A Not-So-Common Intelligence

            The so-called Common Raven is also a high-profile member of Aesop’s fabled birds that is well known for solving difficult puzzles by using tools with the same ability as a human being.

            For example, the Raven has been shown to select and hold short sticks in its mouth to use them to probe down into holes of rotten wood to cleverly retrieve insects and ants to be swallowed as a healthy meal.

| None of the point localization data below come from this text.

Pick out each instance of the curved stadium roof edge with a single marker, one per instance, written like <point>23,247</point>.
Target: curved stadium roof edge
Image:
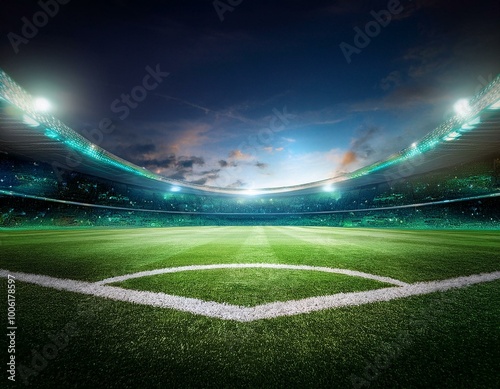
<point>38,135</point>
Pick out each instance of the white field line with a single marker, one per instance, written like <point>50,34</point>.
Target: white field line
<point>243,314</point>
<point>354,273</point>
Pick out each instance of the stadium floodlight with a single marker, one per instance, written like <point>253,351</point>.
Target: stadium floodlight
<point>41,104</point>
<point>30,121</point>
<point>462,107</point>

Another use of tools when its nest is approached too closely by visitors, a Raven will pick up a selection of conveniently sized stones to fly overhead and drop them over the heads of an intruder as a serious warning not to come any closer.

            As in my illustration, Ravens are just as clever as crows and share with them a curious hobby of collecting shiny objects in a treasure trove under their nearby nest to proudly show it off to visitors.

            For example, each Raven is mouthing a car key as well as a 10-cent coin and also a copper penny with Abraham Lincoln’s profile in its mouth. This curious habit of collecting and showing off an array of selected objects is an indication of almost even human intelligence, as well as pride in showing it to visitors.

            Long before, the Raven’s reputation was immortalized by Edgar Allen Poe’s poem for literary significance by quoting the expression “never more, Lenore.” The Raven poetry had already established the bird’s dark prophecy of death, pestilence and disease through its own personality and mental frame of mind about superstitions.

            Historically, the most-famous, universal belief in medieval thinking was that the royal towers and castle around London Bridge could never be destroyed or damaged by an evil foreign power so long as Ravens occupied its official establishment with their special powers.

            The Raven over the years has developed a reputation of superstitious beliefs and expressions that include its own language of guttural gurgling emphasized with metallic-sounding vocabulary that are of their very own.

            The intelligence level has been described and evaluated as being on the level of a five-year-old human child. However, the not-so-common Raven will certainly continue to develop and prove itself as an enlightened member of birds in your backyard that is worth reading about in the current Wanderer.